NFU vice-president Guy Smith has publically claimed that farmers in Sweden have reported a 70 per cent loss in spring oil seed rape yields. Similar claims appear on the NFU website and twitter and are central to the NFU’s position that the ban on Cruiser (clothianidin) treated seeds must be lifted to prevent crop loss from flea beetles. A request from Syngenta for a derogation to use the bee-killing insecticide on 186,000 Ha of Autumn sown oil seed rape is currently being considered by the Government.
However, Swedish Crop Statistics obtained by Buglife reveal that the 70% reduction is not a 70% loss, but a 71% reduction in area of spring sown oil seed rape – 50,949 Ha planted in 2013 down to 14,733 this year.
Although the overall area planted with oil seed rape in Sweden has dropped, there has also been an 8,200ha increase in the area of Autumn sown oil seed rape. Swedish farmers prefer to plant oil seed rape in the autumn as it has higher yields than spring planted.
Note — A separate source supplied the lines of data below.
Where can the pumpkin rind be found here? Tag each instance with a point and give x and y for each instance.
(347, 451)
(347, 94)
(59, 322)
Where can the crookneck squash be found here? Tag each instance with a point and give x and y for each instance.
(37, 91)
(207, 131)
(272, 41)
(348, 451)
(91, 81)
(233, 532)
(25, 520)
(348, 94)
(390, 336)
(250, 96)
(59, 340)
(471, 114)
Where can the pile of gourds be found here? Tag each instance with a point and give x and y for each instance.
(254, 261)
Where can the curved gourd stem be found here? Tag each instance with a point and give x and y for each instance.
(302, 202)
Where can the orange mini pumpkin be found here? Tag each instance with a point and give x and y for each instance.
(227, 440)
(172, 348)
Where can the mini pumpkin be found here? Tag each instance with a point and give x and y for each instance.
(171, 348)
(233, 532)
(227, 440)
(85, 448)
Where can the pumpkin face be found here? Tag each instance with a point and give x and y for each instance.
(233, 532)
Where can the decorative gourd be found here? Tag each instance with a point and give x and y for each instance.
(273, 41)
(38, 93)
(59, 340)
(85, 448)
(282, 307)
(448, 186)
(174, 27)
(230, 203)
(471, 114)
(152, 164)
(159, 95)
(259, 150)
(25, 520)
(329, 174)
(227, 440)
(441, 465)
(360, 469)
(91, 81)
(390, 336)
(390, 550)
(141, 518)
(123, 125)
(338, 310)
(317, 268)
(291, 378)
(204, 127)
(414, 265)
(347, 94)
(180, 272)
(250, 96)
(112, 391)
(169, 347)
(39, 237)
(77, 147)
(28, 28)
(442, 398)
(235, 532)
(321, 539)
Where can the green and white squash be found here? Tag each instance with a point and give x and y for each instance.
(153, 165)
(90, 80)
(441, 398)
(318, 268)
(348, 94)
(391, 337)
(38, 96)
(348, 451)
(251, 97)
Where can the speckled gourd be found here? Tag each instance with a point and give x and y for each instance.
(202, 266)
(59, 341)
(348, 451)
This shift in planting patterns was a result of unusually favourable Autumn planting weather and fear that planting in Spring would mean planting after the start of the temporary neonicotinoid ban, which might expose the seedlings to flea beetle attack.
In practice the flea beetle fears have not been realised in Sweden, according to Thorsten Rahbek-Pedersen of the Swedish Board of Agriculture there has not been a big problem with flea beetle in Sweden this year – c.80% of fields are fine.
Matt Shardlow CEO of Buglife said ‘UK farmers should be reassured that the claimed Swedish ‘yield losses’ are in fact simply changes in planting decisions, partly resulting from favourable weather and there has not been a devastating resurgence of pests in the absence of neonicotinoid seed treatments’.
This revelation comes on top of two recent reviews of scientific evidence that have failed to find improvements in crop yields as a result of neonicotinoid use and the failure at a recent House of Commons Environmental Audit Committee of a Bayer spokesman to name a single published, peer reviewed scientific paper showing that neonicotinoids improved crop yields.